For achieving the research goals, we have used and analyzed geographical information,
using Arc GIS 10 Software. By establishing a data bank, as Geodatabase, for the studywe
carried out an analysis on spatial distribution of the sites. Thus, we focused on natural factors
like height, slope, Landform, climate, flowing waters, rivers, flora (pasture), and rainfall to
understand the role and efficacy of each factor in appearance of the sites. Our study made it
clear that the ancient settlement patterns of Songhor was highly affected by natural factors such
as flora, water sources, rainfall, and height.
Results and Discussion
In addition, according to this research it has been specified that each of the natural factors have
played different roles in the distribution of the ancient sites and there is no same precept for all.
Thus, it is necessary that the role of each natural factor to be studied separately.

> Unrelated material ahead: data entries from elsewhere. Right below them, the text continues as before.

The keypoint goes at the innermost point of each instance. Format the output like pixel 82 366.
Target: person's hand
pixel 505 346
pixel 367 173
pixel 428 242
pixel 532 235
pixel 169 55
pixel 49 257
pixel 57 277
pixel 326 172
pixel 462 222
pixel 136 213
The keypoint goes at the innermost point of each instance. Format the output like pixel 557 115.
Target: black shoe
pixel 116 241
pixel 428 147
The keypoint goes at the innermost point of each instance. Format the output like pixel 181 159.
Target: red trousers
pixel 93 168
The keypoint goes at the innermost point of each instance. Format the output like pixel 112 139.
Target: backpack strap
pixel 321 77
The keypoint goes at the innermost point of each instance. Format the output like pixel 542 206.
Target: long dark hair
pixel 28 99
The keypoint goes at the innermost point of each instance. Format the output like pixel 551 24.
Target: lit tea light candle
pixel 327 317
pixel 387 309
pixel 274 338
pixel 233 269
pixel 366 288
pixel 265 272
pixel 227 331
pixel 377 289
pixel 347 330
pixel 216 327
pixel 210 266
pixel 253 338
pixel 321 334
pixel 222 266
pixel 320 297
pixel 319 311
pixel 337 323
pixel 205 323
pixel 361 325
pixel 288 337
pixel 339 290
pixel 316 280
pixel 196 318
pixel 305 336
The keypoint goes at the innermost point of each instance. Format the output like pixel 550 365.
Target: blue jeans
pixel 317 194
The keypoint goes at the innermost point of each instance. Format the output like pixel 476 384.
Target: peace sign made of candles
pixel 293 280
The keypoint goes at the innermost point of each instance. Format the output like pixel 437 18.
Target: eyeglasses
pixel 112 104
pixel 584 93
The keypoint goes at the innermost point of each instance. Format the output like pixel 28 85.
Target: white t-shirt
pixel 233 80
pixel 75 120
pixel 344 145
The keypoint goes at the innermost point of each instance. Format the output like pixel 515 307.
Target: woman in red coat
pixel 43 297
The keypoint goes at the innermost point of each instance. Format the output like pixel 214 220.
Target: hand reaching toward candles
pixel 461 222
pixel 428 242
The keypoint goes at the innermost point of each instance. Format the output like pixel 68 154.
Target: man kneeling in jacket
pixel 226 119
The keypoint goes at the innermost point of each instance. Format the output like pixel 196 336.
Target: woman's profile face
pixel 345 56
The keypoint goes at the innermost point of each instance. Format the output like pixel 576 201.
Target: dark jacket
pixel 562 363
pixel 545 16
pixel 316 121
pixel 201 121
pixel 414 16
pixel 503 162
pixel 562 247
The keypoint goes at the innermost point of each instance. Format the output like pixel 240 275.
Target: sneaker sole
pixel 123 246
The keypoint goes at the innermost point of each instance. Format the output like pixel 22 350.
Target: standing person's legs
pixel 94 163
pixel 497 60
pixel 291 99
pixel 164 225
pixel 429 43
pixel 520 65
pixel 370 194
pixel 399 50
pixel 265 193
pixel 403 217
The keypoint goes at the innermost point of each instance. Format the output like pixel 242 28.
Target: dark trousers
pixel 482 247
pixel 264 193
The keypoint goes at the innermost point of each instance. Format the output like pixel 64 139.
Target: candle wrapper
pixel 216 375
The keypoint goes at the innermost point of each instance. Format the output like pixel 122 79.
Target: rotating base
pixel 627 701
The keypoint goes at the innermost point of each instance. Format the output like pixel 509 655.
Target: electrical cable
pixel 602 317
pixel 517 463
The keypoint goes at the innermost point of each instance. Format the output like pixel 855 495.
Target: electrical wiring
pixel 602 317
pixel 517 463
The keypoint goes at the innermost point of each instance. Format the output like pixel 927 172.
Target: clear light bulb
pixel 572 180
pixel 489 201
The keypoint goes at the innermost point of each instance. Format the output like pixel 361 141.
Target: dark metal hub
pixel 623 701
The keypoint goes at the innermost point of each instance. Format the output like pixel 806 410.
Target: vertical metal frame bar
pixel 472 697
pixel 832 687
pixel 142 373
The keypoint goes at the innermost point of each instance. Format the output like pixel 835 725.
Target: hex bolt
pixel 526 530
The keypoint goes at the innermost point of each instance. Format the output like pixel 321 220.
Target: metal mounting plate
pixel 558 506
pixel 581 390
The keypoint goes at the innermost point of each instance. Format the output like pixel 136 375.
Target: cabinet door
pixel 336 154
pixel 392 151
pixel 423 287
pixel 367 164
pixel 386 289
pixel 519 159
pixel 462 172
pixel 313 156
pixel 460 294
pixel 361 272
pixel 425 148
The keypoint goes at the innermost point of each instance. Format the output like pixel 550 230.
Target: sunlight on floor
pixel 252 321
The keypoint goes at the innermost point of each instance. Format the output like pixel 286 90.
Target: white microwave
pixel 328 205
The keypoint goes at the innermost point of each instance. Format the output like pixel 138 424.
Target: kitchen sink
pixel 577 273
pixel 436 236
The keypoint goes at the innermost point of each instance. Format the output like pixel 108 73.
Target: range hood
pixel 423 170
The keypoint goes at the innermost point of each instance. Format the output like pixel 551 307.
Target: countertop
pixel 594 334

The analysis
shows that the area under study is affected by Zagros mountain ranges, height, distance to the
river and dense pasture cover.
This area has a cool climate and height and these factors have created special and different
conditions in forming human settlements relative to other areas in central Zagros. Our study
made it clear that the ancient settlement patterns of Songhor were highly affected by natural
factors such as height and distance to the river.